We measure the thermal efficiency of wall, roof, and floor sections by calculating the resistance of these assemblies to the transfer of heat.
Basically, heat always moves from warm to cold. If the interior design temperature is 68 degrees and the outside temperature is 38 degrees the temperature difference of 30 degrees causes the heat to move toward where it is cold.
The resistance of a wall assembly to transfer that heat is calculated by determining the total resistance of heat transfer in the wall: that is, the resistance of the exterior air film plus the resistance of the siding plus the resistance of the building paper plus the resistance of the sheathing plus the resistance of the cavity insulation plus the resistance of the air barrier and finally the resistance of the interior wall surface. When we add all of these together we get a thermal resistance number (the U-Value) for the wall. For most general calculations we can take the reciprocal of the R-value to get a useable U-Value.
So, if the R-Value of the wall insulation is R-21, its U-Value is the reciprocal of 21 (or 1 divided by 21) which is 0.0476 on my calculator.
R 21 = U-Value of 0.0476
R 30 = U-Value of 0.0333
R-49 = U-value of 0.0204
To calculate heat loss of a building we have to break the house down into surface areas and then determine how much heat moves through those surfaces.

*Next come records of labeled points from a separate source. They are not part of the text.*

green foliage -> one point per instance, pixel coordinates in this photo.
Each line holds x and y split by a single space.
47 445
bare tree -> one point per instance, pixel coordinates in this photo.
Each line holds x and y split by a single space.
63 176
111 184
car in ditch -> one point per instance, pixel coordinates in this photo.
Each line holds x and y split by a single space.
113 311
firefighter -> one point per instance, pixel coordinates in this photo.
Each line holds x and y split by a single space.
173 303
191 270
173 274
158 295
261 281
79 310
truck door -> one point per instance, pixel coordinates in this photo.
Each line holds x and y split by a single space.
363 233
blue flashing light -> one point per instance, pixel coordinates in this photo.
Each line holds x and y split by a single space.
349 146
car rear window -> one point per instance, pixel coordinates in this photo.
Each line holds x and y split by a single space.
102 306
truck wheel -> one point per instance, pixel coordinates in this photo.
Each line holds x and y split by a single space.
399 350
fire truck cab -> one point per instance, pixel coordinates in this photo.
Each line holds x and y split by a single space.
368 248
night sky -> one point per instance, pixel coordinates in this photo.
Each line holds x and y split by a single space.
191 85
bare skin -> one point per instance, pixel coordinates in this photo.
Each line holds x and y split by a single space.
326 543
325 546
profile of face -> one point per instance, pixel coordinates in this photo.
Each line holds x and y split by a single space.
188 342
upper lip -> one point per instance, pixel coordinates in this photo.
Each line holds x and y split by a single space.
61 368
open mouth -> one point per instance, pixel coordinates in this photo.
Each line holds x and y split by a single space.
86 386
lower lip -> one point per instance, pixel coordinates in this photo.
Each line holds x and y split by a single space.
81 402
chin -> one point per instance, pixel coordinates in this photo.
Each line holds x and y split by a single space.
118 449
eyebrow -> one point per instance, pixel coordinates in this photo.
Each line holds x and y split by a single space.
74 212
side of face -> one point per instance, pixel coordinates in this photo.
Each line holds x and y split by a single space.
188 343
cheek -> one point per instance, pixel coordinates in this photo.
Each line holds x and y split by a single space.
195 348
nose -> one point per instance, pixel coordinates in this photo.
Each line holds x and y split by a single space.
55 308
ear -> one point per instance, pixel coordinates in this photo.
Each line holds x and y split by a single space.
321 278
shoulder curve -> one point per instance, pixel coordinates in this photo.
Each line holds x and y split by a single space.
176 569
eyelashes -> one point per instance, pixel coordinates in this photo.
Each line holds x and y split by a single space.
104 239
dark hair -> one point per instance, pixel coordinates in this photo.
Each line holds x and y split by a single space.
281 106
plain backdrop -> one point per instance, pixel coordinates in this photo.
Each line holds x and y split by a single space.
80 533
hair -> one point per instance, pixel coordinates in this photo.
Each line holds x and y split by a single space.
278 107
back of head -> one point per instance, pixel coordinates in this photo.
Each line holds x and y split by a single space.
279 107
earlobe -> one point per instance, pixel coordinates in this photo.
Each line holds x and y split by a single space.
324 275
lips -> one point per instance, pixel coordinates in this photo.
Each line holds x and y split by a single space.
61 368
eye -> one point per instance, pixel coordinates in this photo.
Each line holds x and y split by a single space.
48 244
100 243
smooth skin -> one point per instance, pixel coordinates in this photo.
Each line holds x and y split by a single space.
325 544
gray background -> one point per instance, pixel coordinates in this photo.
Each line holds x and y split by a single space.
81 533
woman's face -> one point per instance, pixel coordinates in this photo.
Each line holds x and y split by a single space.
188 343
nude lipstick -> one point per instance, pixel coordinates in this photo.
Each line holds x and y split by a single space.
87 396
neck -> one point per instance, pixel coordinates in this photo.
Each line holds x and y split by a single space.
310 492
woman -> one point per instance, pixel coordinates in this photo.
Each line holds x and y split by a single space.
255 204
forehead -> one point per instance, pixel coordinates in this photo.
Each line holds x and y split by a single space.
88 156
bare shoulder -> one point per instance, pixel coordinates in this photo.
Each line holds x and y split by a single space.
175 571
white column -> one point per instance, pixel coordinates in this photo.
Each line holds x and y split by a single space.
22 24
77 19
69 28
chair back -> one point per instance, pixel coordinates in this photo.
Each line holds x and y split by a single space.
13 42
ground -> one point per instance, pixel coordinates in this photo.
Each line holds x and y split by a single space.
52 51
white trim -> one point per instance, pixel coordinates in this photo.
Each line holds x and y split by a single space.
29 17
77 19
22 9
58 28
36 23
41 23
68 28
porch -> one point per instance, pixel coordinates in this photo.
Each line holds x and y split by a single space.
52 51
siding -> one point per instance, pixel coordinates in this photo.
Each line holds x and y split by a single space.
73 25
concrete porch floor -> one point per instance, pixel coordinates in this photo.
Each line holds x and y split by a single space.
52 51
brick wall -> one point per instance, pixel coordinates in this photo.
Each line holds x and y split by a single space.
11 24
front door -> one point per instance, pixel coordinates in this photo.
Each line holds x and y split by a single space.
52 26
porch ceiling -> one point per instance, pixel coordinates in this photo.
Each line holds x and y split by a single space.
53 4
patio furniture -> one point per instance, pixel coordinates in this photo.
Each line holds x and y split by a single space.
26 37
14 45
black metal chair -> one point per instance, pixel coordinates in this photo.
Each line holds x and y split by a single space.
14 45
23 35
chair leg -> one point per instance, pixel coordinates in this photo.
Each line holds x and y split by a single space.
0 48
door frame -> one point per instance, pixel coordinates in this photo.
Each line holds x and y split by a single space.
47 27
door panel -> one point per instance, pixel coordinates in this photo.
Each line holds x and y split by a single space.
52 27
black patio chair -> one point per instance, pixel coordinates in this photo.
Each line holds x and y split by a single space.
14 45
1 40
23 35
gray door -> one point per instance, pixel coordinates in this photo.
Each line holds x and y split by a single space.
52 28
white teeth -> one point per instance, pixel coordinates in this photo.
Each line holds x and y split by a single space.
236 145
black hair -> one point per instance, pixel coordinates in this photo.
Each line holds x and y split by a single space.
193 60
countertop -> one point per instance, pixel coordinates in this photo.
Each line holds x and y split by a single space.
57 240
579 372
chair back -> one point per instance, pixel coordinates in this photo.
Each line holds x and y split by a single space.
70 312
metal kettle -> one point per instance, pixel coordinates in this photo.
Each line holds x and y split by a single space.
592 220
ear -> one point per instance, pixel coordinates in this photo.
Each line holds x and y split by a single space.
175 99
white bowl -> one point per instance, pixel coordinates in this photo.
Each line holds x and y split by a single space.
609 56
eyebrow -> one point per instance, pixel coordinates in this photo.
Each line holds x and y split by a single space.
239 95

In our house the major surfaces to calculate are:
First floor area= ________ sf
Second floor area=_________sf
Gross wall area [East wall area + North wall area + West wall area + South wall area] = _____________sf
Net wall area (total wall area minus total window area + total door area)
Roof area= ____________sf
If you have these areas and u-values you can then begin an actual heat loss calculation like the one above.
The calculator above is for a colder temperature than ours. It assumes an outside temperature of 17. We will want to change that. What do you think the average outside heating temperature would be for our area? How can you find out?